These tender peppered steaks get plenty of zip from a quick-to-fix sauce flavored with mustard and Worcestershire.
- 1 tablespoon whole black peppercorns, crushed
- 2 boneless beef top loin steaks (8 ounces each)
- 2 to 3 tablespoons butter, melted
- 1 to 2 garlic cloves, minced
- 1 tablespoon Worcestershire sauce
- 1/2 cup red wine or beef broth
- 1 teaspoon ground mustard
- 1/2 teaspoon sugar
- 2 teaspoons cornstarch
- 1 tablespoon water
- Rub pepper over both sides of steaks. Refrigerate for 15 minutes. In an ungreased skillet, brown steaks on both sides over medium-high heat. Reduce heat to medium; add butter and garlic; cook for 4-6 minutes, turning steaks once. Add Worcestershire sauce; cook 4-6 minutes longer, turning once, or until meat reaches desired doneness (for medium-rare, a meat thermometer should read 145°; medium, 160°; well-done, 170°). Remove steaks and keep warm.

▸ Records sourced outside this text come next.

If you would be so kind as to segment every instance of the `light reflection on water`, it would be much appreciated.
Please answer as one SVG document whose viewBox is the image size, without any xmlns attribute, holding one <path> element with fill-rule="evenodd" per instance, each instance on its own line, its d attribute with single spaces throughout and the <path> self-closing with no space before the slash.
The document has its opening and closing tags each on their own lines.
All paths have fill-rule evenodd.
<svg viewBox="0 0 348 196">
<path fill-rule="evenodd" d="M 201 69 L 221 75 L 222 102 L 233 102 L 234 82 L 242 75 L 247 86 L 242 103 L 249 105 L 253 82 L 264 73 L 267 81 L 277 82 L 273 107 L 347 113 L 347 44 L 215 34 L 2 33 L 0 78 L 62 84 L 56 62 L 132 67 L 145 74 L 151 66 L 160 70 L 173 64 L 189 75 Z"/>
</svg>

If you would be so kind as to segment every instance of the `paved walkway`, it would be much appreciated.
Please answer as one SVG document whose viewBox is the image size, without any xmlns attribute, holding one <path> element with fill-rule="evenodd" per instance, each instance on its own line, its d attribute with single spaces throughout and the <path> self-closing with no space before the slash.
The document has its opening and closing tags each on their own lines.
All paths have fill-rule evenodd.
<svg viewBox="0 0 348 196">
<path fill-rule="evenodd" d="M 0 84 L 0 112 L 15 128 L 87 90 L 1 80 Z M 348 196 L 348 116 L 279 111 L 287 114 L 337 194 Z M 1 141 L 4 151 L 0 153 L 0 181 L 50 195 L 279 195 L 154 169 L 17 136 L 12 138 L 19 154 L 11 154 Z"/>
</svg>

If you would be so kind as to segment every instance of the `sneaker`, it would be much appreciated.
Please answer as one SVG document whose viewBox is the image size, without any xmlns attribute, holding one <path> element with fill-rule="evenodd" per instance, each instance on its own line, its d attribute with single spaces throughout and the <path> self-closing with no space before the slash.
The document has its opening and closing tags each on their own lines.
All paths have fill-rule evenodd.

- Combine wine or broth, mustard and sugar; add to the pan. Stir to loosen browned bits. Combine cornstarch and water until smooth; add to pan. Bring to a boil; cook and stir for 2 minutes or until thickened. Serve with the steaks. Yield: 2 servings.
Originally published as Peppercorn Steaks in Quick Cooking May/June 1999, p10
Full-Bodied Red Wine
Enjoy this recipe with a full-bodied red wine such as Cabernet Sauvignon, Merlot or Syrah.